The previous translations of Critique of the Gotha Program imply the state’s existence under communism whereas the new translation has a greater consistency with the overall arguments put forward by Marx in this text. Hudis incorrectly describes Vladimir Ilyich Lenin as reading into Critique of the Gotha Program a distinction between socialism and communism but in State and Revolution, Lenin is clear that Marx only discusses the first and second phases of communism while the distinction between socialism and communism is described is being based on Engels’s preface to Internationales aus dem Volkstaat written in 1894. Engels notes that the name social democrat may ‘pass muster’ but is ‘inexact’ for a party whose goal is ‘not merely socialist in general, but downright communist’.
Why do these past debates matter? The new translation of Critique of the Gotha Program is described by Hudis as an intervention in present day struggles that are often characterised by an ethos of anti-capitalism without having an ‘adequate conception of our goal.’ Rising hopes captured by Syriza, Podemos and Corbynism (among others) in Europe produced the real prospect of left governments between 2014 and 2017, correspondingly a spate of predominantly left accelerationist writings on what a post-capitalist society might look like were published. Whether influenced by the early work of Nick Land or a specific reading of the Operaismo tradition, the work of Nick Srnicek and Alex Williams, Antonio Negri and Michel Hardt (prior to the publication of Assembly) have focussed on linking technological shifts in contemporary capitalism to the development of a communist future.
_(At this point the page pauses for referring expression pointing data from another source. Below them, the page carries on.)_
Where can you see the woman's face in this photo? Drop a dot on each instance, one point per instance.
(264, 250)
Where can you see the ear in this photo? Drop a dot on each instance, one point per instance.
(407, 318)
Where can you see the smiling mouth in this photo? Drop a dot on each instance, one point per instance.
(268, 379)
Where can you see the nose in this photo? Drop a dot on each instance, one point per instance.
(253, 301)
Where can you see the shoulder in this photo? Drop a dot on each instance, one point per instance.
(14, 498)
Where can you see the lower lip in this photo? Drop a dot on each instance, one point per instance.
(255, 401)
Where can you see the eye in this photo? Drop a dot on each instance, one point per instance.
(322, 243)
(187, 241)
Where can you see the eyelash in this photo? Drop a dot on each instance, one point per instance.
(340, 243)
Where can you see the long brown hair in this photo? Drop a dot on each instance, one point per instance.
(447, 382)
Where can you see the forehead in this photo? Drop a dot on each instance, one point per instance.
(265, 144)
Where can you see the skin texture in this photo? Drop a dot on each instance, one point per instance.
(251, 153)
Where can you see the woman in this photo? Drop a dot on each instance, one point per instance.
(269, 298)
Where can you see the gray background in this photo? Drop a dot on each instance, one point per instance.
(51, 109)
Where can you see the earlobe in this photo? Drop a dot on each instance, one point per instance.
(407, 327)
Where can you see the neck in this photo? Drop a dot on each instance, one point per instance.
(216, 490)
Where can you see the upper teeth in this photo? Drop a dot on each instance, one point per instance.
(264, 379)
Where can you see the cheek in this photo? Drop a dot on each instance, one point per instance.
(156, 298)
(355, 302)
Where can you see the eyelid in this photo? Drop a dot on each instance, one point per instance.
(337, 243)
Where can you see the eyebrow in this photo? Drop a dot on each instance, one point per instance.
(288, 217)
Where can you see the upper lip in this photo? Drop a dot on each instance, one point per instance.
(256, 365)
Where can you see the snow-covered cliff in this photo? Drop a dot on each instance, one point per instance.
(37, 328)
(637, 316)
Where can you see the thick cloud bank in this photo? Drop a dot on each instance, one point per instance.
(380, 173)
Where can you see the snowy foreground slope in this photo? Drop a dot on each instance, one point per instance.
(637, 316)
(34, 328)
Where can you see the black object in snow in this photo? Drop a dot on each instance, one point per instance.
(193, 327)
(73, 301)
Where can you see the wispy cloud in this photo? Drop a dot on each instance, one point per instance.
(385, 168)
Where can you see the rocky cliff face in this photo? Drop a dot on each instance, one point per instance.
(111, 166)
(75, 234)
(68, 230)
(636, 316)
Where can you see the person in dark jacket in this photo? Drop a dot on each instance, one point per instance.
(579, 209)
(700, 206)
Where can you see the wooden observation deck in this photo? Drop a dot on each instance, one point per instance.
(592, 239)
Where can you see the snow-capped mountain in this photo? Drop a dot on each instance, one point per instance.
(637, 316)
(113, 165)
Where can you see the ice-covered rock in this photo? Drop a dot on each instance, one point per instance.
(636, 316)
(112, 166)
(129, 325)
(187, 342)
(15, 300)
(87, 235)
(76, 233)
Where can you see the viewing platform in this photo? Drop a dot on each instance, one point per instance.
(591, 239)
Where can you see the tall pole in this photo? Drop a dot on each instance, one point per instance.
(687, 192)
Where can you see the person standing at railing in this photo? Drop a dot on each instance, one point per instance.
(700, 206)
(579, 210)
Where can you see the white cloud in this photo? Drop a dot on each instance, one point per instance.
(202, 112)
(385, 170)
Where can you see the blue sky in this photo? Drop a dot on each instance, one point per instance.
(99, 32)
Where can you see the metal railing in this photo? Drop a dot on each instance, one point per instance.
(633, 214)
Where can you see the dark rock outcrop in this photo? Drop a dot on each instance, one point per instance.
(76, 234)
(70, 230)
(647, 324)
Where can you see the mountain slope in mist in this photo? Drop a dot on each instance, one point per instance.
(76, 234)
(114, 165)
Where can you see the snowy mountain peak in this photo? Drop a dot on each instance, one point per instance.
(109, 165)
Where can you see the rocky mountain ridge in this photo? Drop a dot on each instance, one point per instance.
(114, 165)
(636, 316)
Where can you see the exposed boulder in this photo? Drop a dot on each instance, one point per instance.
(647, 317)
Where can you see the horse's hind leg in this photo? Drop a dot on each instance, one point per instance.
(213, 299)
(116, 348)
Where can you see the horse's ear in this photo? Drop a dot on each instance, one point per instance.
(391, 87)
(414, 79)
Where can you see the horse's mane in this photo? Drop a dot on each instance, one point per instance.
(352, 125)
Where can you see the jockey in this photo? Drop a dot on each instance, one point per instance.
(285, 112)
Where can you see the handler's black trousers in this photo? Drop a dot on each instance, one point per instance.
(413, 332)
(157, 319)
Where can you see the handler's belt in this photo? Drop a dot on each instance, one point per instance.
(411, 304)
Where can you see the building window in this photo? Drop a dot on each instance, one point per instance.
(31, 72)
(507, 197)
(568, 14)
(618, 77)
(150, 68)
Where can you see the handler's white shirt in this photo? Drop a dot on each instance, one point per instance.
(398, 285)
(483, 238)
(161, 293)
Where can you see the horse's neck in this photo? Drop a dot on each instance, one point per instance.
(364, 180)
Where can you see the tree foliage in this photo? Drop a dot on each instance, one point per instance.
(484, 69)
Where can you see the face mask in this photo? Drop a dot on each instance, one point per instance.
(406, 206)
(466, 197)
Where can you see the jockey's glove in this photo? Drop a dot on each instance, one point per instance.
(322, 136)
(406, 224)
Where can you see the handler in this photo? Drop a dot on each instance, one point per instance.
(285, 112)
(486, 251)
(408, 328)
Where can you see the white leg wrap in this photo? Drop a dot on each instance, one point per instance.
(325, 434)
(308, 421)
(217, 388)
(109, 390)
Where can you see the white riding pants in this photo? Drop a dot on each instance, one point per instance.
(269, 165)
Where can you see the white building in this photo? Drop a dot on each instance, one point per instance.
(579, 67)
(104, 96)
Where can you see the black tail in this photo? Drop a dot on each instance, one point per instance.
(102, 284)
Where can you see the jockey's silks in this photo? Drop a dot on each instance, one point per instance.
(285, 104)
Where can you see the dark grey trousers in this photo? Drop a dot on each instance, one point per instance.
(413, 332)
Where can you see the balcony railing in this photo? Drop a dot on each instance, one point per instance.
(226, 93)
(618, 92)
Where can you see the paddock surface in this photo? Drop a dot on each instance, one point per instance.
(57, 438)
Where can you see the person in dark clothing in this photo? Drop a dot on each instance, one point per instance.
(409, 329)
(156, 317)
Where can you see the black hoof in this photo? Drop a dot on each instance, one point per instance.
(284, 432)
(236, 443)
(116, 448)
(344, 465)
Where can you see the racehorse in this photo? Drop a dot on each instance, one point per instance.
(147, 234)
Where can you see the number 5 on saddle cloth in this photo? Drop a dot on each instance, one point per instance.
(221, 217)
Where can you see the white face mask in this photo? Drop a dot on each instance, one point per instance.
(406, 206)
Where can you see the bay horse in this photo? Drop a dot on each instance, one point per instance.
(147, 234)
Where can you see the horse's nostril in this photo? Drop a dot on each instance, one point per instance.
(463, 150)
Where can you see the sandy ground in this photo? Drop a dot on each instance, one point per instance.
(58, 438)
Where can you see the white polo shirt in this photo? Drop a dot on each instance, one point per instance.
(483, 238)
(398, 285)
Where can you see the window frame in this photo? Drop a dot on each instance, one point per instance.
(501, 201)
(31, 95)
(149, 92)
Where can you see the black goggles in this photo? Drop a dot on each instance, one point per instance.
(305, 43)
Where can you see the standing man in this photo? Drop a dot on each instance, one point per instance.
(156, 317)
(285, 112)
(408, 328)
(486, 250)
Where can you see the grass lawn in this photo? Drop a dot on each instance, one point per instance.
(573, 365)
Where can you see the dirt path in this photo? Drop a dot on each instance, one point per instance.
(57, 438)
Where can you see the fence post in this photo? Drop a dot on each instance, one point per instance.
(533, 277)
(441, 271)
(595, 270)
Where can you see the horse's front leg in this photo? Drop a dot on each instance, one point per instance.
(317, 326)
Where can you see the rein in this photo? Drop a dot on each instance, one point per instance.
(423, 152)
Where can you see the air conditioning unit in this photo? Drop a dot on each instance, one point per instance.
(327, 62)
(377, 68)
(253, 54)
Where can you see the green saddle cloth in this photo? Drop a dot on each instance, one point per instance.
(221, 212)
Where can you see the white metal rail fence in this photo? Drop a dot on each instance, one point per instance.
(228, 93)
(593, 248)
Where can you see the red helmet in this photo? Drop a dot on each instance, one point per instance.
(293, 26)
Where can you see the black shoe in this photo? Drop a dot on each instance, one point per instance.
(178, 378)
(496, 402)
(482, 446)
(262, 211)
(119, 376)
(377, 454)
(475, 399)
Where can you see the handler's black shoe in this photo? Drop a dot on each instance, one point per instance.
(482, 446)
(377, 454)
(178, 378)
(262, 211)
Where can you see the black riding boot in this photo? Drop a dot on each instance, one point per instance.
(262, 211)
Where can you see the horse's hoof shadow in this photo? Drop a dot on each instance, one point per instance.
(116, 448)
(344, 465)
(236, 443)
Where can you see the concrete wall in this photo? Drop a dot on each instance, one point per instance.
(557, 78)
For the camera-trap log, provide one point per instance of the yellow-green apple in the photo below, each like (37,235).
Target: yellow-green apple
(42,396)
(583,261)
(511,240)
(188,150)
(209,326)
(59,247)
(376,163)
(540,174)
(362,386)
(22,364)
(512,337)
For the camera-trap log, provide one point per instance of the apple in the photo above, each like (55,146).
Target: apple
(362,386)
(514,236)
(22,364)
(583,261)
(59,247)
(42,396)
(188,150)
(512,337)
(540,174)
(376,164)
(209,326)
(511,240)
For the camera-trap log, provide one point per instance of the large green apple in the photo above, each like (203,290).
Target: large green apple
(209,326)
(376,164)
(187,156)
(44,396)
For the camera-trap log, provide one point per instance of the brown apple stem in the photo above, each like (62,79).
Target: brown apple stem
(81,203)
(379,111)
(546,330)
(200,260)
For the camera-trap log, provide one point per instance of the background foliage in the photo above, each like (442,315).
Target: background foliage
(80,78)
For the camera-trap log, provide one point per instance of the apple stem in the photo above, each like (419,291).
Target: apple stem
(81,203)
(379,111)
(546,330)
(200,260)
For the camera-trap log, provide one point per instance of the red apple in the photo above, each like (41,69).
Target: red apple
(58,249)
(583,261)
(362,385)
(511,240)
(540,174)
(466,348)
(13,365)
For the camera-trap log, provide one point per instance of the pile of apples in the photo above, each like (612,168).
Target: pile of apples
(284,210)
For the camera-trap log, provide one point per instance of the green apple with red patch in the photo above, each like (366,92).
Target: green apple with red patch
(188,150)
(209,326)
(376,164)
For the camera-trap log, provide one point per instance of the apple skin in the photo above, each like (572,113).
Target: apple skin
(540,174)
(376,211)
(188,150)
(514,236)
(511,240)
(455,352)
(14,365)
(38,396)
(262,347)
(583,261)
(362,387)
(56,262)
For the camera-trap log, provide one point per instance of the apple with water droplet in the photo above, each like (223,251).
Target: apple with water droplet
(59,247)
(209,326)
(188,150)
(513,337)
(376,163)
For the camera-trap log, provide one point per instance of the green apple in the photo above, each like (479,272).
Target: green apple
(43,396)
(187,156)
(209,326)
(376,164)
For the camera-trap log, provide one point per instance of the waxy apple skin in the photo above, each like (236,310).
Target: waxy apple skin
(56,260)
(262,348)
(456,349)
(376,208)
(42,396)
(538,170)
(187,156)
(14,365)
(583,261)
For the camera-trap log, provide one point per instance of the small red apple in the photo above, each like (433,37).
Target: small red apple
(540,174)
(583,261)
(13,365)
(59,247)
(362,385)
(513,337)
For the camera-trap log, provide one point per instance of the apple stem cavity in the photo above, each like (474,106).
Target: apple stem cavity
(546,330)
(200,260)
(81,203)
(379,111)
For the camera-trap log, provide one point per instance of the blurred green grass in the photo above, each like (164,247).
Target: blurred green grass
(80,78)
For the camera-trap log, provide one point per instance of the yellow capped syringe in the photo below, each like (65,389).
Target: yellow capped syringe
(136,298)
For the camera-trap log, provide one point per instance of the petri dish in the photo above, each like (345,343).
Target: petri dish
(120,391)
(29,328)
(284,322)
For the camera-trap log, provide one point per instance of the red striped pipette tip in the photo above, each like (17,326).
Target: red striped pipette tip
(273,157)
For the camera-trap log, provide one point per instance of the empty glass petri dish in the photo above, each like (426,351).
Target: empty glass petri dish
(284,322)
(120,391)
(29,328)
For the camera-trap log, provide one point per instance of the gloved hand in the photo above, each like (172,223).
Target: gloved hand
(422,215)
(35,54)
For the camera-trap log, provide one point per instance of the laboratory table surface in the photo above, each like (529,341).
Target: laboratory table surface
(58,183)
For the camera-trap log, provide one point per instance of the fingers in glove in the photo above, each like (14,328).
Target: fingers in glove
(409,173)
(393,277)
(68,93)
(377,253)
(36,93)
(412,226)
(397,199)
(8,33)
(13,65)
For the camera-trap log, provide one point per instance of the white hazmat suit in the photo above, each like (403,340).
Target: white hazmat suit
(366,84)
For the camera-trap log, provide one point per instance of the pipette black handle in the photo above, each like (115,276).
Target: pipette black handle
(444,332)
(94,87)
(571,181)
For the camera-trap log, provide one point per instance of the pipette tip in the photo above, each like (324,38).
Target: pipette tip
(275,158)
The destructive aspects of class struggle are neglected in this approach, while the line between the future use of technology under communism and a celebration of current productive practices are frequently blurred. The weakness of these approaches, regardless of intention, is that they have given agency to technological advances over the struggles of the exploited and oppressed.
The defeat of radical left electoral projects and the continued rise of the far right and fascism have led to a renewed theoretical emphasis on defining capitalism itself. Yanis Varoufakis has repurposed for the radical left, the originally conservative concept of ‘techno-feudalism’ coined by Glen Wely and Eric Posner, Cedric Robinson’s conception of ‘racial capitalism’ is increasingly discussed and deployed, Maurizio Lazzarato’s concept of ‘political capitalism’ has restated the role of violence and state repression in the continued reproduction of capitalism. Maintaining a link between adequately defining capitalism and an orientation toward existing struggles is vital.
Hudis points out that Marx in Critique of the Gotha Program puts the emphasis on the self-activity of workers in creating a communist society. Marx criticises the Gotha program for demanding that the state fund cooperative societies, he declares that the ‘only’ value of cooperative societies is if they are the ‘independent creations of the workers’ not protégés of the capitalist state. If Lenin once described socialism as Soviets plus electricity, the emphasis needs to swing back towards the Soviet pole of that formulation. Peter Linbaugh in the afterword to Critique of the Gotha Program concisely declares Marx does not ‘paint pictures,’ he takes ‘photographs.’ Marx generalises his theoretical concepts by learning from workers’ struggles rather than abstract model building. Hudis correctly points out that discussing and understanding what we are fighting for is crucial to guiding the struggles of today, what requires further elaboration is the missing link between ongoing struggles and a future communist society, that is strategy.